He was sentenced to four life terms plus 50 years without parole and incarcerated at ADX Florence, the Supermax Federal Prison in Colorado, U.S.A.
His father, Alhaji Umaru Abdul-Mutallab, who is the Chairman of Jaiz Bank, said he believed that his son, who has been kept incommunicado over the years, would have been remorseful.
He spoke on Tuesday at the Yaba, Lagos office of the Nigeria Labour Congress (NLC) at an event organised by the Human Rights Monitor Agenda (HURMA) to commemorate the World Human Rights Day.
The distraught father was honoured with People’s Friendly Personality Award for his philanthropic gestures.
Represented by the Chief Executive Officer of Jaiz Charity and Development Foundation, Imam Abdullahi Shuaib, the renowned philanthropist said he felt fulfilled that his decision to call the attention of the U.S and Nigerian authorities to the strange behaviours of his son saved the lives of over 270 people.
But he admitted that as a father, his son’s incarceration caused a pain he would bear till eternity.
Shuaib said: “He (Abdul Mutallab) is a man that has zero-tolerance for religious extremism.
“He was the one who alerted the Nigerian and American security agencies when he observed strange behaviours in his son, urging them to profile him and monitor his activities.

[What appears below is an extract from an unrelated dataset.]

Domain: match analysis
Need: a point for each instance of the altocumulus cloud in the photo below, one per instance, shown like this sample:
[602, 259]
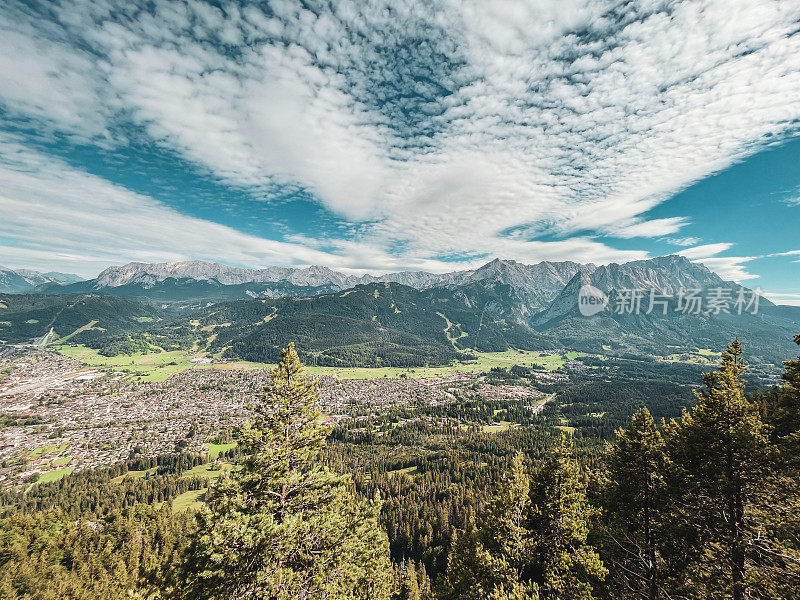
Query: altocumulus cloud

“At that time, he saw some behaviours that were completely contrary from what he knew about his son.
“The 2009 event vindicated him that the boy was treading a dangerous path.
“Each time I discussed with him (Abdul Mutallab), he says: ‘Imam, I have done my own as a Nigerian; I have been able to save the lives of over 270 people because if that bomb had exploded, we are talking about 279 lives that would have been lost.’
“He said he was fulfilled that he was able to save those lives.
“At the same time, it is also a pain for one’s son to be incarcerated, given three life sentences concurrently.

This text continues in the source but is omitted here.